また、フロー状態に到った様子も窺がえます。
私たち凡人には、暗誦という作業は壁が高いとしても、字面を見ながらの音読なら、容易にできるはずです。
本を読むのが、苦手な人はぜひ、音読してみましょう。
法要などで、お坊さんの読経を聞いているとき、考えたことがありました。
スピリチュアルでは、瞑想を推奨しています。思考をとめるもしくは、休ませることで、ストレスから開放されるのです。
東洋系の宗教もまた、瞑想や座禅、陽明学では静座で、思考をとめて無とか空の境地を体験することを目指しています。

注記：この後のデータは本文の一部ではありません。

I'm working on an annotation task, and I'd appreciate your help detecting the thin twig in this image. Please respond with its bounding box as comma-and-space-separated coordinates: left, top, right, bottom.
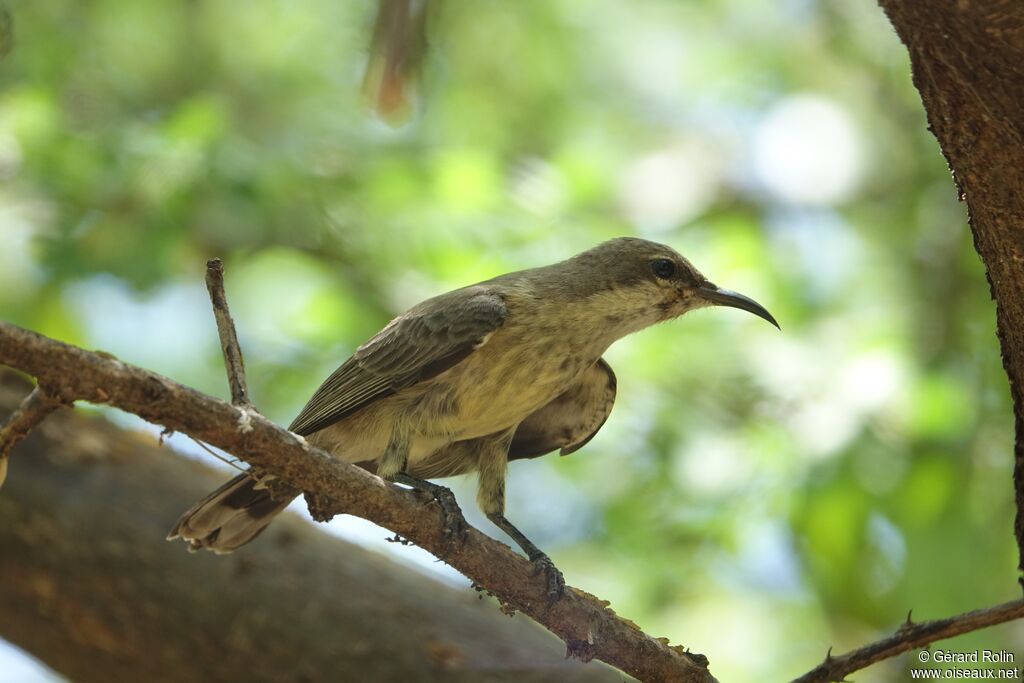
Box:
793, 600, 1024, 683
0, 386, 65, 486
0, 323, 715, 683
206, 258, 252, 408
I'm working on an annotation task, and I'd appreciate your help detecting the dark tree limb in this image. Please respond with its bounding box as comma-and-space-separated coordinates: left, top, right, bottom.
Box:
0, 370, 624, 683
0, 386, 65, 486
793, 600, 1024, 683
206, 258, 252, 408
880, 0, 1024, 570
0, 323, 715, 683
797, 0, 1024, 681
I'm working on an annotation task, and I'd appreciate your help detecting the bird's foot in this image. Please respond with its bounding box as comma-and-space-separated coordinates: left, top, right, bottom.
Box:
394, 472, 469, 543
530, 553, 565, 607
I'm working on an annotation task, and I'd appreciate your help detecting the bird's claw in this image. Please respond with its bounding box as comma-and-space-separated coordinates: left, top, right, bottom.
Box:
430, 486, 468, 541
532, 553, 565, 607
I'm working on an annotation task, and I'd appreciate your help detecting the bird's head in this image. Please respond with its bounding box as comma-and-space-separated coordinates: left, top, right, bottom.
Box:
568, 238, 779, 329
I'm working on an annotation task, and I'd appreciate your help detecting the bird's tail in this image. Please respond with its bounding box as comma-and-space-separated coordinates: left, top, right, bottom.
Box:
167, 473, 291, 555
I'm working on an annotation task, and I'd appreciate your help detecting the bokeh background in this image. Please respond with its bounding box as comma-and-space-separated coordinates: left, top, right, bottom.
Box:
0, 0, 1024, 682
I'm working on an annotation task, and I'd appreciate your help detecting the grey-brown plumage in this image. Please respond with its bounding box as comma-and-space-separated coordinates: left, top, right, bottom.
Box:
169, 238, 777, 595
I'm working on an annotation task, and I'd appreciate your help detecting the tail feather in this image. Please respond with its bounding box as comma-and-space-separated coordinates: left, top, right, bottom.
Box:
167, 474, 291, 554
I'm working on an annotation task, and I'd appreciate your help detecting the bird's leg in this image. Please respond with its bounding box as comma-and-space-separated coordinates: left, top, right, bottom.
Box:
391, 472, 466, 540
476, 430, 565, 604
377, 424, 466, 539
487, 512, 565, 605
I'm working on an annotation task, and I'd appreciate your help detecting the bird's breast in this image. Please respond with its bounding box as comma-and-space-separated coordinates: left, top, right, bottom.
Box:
437, 329, 597, 439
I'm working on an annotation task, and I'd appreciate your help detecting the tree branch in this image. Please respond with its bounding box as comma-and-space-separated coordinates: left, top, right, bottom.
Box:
879, 0, 1024, 571
0, 368, 625, 683
0, 323, 715, 683
793, 600, 1024, 683
0, 386, 65, 486
206, 258, 252, 408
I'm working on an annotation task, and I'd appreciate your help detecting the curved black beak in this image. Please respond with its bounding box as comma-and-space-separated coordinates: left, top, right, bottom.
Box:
697, 283, 782, 330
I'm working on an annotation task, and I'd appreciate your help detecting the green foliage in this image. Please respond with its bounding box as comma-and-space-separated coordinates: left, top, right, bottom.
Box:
0, 0, 1016, 681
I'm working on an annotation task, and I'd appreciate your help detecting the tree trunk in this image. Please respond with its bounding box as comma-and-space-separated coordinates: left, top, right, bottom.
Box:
0, 373, 624, 683
880, 0, 1024, 570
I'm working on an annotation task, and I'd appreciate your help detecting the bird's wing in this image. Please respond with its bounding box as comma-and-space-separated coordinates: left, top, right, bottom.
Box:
407, 358, 615, 479
509, 358, 615, 460
289, 287, 506, 435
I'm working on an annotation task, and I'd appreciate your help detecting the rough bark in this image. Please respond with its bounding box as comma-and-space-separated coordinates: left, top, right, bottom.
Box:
880, 0, 1024, 570
0, 323, 715, 683
0, 373, 623, 683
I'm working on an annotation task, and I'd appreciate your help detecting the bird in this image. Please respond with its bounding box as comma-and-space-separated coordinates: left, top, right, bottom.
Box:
168, 237, 780, 600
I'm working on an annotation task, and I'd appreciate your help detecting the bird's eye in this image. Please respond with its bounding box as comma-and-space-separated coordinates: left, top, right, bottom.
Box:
650, 258, 676, 280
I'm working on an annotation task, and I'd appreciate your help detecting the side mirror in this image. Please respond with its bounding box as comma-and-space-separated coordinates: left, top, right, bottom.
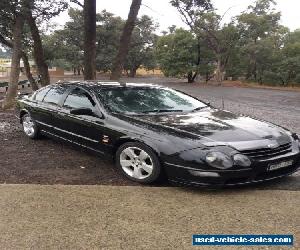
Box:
70, 108, 97, 117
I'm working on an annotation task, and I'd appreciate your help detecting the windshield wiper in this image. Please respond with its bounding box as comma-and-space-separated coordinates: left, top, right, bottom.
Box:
141, 109, 182, 113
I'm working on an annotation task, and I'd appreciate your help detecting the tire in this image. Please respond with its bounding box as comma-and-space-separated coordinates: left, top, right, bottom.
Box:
22, 113, 39, 139
116, 142, 162, 184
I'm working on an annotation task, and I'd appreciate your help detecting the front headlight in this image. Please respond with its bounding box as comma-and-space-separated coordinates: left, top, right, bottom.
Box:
205, 152, 233, 169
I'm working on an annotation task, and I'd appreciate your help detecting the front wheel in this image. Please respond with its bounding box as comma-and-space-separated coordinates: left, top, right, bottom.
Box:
22, 114, 38, 139
116, 142, 161, 183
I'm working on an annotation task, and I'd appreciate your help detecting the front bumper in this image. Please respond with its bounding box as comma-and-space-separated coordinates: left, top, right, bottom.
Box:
164, 154, 300, 186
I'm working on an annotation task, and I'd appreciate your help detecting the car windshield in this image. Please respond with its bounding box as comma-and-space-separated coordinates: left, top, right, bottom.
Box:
98, 87, 207, 113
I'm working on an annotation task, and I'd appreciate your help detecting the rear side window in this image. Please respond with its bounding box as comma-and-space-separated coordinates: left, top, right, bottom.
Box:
64, 88, 96, 109
34, 87, 49, 102
44, 86, 66, 105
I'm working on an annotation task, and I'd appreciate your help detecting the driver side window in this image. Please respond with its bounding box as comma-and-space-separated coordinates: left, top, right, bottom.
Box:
64, 88, 96, 110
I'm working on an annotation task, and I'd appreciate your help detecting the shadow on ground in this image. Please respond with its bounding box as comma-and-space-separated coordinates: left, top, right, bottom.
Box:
0, 111, 300, 191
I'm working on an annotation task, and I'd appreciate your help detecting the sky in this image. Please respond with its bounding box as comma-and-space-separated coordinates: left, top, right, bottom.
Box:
53, 0, 300, 31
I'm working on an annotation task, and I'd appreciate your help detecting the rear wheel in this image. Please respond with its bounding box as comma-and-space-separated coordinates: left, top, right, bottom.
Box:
116, 142, 161, 183
22, 114, 38, 139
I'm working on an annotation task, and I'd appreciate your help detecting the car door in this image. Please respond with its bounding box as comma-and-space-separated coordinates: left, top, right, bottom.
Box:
56, 87, 105, 153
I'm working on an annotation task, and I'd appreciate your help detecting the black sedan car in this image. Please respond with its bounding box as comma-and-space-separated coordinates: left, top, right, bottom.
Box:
17, 82, 300, 185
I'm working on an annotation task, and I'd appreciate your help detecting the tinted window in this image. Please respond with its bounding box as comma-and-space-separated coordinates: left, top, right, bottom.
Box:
98, 87, 207, 113
34, 87, 49, 102
44, 86, 65, 105
64, 88, 95, 109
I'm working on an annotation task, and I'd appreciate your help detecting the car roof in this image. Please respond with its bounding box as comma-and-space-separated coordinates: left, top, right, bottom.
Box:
57, 81, 162, 89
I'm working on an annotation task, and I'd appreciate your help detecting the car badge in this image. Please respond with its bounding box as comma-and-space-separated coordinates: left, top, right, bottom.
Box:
268, 143, 278, 148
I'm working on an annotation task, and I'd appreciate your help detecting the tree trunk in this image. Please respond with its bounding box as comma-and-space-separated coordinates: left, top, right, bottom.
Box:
26, 11, 50, 86
0, 35, 38, 90
188, 72, 195, 83
110, 0, 142, 80
21, 52, 39, 91
216, 58, 223, 84
2, 15, 24, 109
83, 0, 96, 80
128, 68, 138, 78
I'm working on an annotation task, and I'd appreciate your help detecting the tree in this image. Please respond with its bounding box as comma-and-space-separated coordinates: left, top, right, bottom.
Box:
124, 15, 157, 77
25, 0, 68, 86
195, 11, 240, 84
237, 0, 281, 81
83, 0, 96, 80
43, 8, 84, 74
170, 0, 213, 82
110, 0, 142, 80
156, 29, 212, 83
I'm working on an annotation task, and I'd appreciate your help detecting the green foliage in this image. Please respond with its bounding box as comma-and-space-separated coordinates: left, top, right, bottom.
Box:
43, 8, 157, 75
156, 29, 213, 78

現代のお坊さんの多くは、瞑想などとは無縁だと思いますが(失礼)、お坊さんが読経をしているとき、瞑想に近い「心の状態」になっているのではないかなと思ったのです。今思えば、「フロー状態」ですが。
暗誦や音読をしているとき、余分なことはきっと考えられないでしょうから。
私たち凡人は、カラオケで好きな曲を歌っているとき、やはり無思考のフロー状態を疑似体験しているのかもしれません。

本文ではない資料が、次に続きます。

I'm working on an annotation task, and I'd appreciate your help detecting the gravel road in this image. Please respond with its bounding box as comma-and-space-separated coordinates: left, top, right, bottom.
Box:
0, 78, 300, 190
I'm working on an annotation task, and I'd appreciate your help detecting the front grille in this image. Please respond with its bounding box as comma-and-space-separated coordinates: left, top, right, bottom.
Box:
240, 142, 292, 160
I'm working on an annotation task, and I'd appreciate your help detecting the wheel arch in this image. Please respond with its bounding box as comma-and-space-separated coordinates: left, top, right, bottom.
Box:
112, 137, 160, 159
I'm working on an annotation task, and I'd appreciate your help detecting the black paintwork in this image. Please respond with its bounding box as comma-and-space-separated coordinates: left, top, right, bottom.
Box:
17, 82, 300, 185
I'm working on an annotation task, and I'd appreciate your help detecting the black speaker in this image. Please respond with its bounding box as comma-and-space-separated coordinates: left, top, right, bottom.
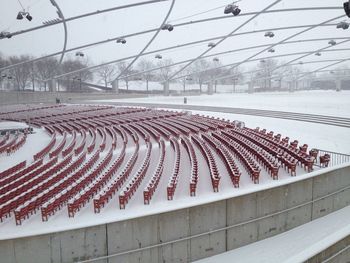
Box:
344, 1, 350, 17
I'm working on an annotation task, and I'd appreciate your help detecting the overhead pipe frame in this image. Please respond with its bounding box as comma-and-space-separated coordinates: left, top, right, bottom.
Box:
0, 6, 340, 70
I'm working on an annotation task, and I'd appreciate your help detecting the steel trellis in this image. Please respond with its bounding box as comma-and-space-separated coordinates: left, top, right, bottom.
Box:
0, 6, 340, 70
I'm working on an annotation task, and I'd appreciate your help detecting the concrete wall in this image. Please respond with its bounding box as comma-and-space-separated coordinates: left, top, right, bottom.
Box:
0, 166, 350, 263
0, 91, 145, 105
305, 236, 350, 263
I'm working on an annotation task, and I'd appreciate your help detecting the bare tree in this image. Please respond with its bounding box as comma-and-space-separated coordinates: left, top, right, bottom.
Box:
157, 58, 174, 82
137, 59, 155, 91
61, 59, 93, 91
191, 59, 210, 92
117, 61, 133, 90
257, 59, 277, 90
9, 55, 32, 90
97, 65, 117, 88
34, 57, 59, 91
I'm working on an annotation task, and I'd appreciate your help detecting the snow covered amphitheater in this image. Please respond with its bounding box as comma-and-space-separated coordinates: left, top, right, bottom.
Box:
0, 99, 350, 262
0, 0, 350, 263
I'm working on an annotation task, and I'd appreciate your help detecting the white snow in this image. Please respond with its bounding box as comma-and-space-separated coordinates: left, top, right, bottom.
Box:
0, 121, 28, 131
195, 206, 350, 263
0, 127, 51, 171
0, 92, 350, 245
94, 91, 350, 119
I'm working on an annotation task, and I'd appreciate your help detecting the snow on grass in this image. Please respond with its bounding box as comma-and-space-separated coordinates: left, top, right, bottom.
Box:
96, 91, 350, 117
195, 206, 350, 263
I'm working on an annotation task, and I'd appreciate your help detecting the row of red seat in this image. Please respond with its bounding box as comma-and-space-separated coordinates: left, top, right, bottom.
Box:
143, 140, 165, 205
0, 161, 27, 183
167, 117, 201, 134
181, 137, 198, 196
172, 115, 211, 133
202, 133, 241, 187
232, 128, 296, 176
0, 156, 57, 195
62, 131, 77, 157
74, 131, 86, 155
6, 133, 27, 155
0, 134, 19, 154
105, 127, 117, 150
250, 128, 314, 172
15, 151, 99, 225
97, 128, 107, 152
49, 132, 67, 158
94, 142, 139, 213
0, 132, 10, 147
119, 142, 152, 209
167, 138, 180, 200
87, 128, 96, 153
222, 128, 279, 179
41, 151, 89, 221
191, 135, 221, 192
143, 121, 172, 140
216, 133, 260, 184
33, 134, 56, 161
68, 148, 113, 217
0, 156, 62, 223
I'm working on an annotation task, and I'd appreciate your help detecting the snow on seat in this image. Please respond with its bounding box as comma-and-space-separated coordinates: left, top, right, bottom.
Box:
143, 140, 165, 205
0, 105, 329, 227
167, 138, 180, 200
181, 137, 198, 196
119, 141, 152, 209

今の子供たちは、数人で4時間も5時間も歌っているらしいです。
カラオケは、メロディーとリズムがついた「音読」です。(中には歌詞を見なくても歌える達人もいますね)
ガルウェイ氏の「インナーゲーム理論」のなかでも、セルフ1の活動を抑えるために、見えていることを「声」をだして追う、というやり方が紹介されていました。テニスのボールの動きを目で見て、「弾んだ!、打った!」とか声を出しながら、プレーする。ゴルフなら自分のクラブヘッドの動きを感じながら、「引いた!トップだ!」といって声を出す。むかしの漫画の「チャー・シュー・メーン」と近いですね。
中村天風師の言葉。
『一日の人生に生きるときに、お互いに勇気づける言葉、喜びをわかちあう言葉、聞いても何となく嬉しい言葉を言い合おう。』
『毎晩寝がけに、私はこう言っている。「今日一日、本当にありかとうございました。本当にうれしく、ありがたく、これから休ませていただきます」。』